Five ways to create a modern university workforce

The structure of the HE workforce is now decades old and unfit for purpose – the pandemic creates the opportunity for change

“Many of the perceived constraints on nimbleness and flexibility have not been imposed on the sector but have been created or accepted as immutable by people within the sector. The shock and impact of the COVID-19 pandemic provides a unique circuit-breaker for Australian universities, both individually and more generally,” Elizabeth Baré, Janet Beard, Teresa Tjia (L H Martin Institute) and Ian Marshman (Melbourne Centre for the Study of Higher Education) argue in a new paper for the CSHE.

Building on previous proposals for structural change (CMM September 29) they set out five areas of university employment that need updating.

* employment conditions: the base dates from the ‘90’s, with complexities added to institutions’ agreements as management and unions sought to resolve specific issues. “What were once solutions are now impediments to future responsiveness,” they suggest.

* improvements for casual academic staff: create fixed-term contracts with reward and career structures and update pay structures designed for work in the 1980s. “It is possible that some of the recently reported underpayments to casual staff in universities result not from a deliberate decision to defraud but from the difficulty of aligning outdated payment rates to the work that is required in the contemporary university”

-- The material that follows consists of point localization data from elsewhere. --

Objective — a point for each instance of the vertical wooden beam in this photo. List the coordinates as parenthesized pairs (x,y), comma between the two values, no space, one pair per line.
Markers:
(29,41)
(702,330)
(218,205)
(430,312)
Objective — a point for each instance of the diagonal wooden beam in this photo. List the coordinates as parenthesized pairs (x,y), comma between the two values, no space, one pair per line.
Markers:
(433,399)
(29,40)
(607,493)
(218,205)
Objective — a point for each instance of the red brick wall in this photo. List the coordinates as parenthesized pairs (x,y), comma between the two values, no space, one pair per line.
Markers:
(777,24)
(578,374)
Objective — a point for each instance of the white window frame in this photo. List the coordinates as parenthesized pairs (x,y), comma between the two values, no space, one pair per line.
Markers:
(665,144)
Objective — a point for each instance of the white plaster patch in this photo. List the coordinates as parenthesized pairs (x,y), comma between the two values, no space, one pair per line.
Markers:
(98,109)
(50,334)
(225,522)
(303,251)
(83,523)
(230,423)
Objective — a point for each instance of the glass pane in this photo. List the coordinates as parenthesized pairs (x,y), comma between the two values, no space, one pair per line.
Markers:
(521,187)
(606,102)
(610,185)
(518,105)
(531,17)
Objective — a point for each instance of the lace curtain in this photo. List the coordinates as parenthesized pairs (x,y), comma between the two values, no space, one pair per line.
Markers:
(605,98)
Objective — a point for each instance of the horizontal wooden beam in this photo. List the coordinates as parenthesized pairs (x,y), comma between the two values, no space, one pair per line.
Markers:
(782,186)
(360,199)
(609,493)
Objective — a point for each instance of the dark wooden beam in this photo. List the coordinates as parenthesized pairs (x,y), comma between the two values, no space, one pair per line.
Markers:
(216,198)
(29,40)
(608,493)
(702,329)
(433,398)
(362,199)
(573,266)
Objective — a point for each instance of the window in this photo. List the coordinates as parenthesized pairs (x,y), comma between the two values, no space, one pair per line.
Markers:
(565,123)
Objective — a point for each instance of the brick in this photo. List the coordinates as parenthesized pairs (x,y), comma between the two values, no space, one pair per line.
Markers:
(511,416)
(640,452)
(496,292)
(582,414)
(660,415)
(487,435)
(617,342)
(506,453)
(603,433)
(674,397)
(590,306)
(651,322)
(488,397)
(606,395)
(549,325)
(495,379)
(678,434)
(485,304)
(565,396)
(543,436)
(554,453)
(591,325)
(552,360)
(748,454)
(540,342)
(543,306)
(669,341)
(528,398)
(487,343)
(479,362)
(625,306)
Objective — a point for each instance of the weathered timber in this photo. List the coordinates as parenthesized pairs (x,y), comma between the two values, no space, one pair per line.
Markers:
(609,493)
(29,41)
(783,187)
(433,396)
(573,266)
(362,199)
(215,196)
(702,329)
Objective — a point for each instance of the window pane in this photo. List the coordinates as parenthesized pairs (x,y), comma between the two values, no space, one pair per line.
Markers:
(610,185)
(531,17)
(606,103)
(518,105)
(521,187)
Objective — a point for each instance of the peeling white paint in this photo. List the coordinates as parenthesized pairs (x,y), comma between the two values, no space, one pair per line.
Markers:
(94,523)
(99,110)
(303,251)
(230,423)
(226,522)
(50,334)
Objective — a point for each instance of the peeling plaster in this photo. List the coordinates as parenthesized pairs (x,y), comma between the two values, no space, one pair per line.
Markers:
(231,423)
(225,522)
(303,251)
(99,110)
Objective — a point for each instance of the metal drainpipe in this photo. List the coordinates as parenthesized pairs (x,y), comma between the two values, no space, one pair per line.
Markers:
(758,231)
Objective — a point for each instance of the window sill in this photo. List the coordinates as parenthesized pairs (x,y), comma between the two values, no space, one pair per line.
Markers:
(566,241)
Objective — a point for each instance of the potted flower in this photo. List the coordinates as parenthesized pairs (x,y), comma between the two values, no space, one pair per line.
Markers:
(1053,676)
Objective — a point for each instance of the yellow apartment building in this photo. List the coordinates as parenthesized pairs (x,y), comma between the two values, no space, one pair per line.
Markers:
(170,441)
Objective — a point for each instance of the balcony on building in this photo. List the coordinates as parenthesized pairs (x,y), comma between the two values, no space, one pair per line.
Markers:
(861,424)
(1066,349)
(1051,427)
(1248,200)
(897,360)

* refine academic career structures: the focus on a PhD and university experience to qualify for jobs, “may limit capacity to understand the broader world of work and evolving developments in commerce, industry and the public and not-for-profit sectors.” There is also a case for formal accreditation of teaching

* career paths for professional staff: structured career programmes, as occur in health administration

* recognise third-space professionals: roles such as education designers, researchers, librarians, student learning support staff and people working in academic partnerships and commercialising research, “face terms of employment that provide limited scope to formally reward them for innovation and creativity.”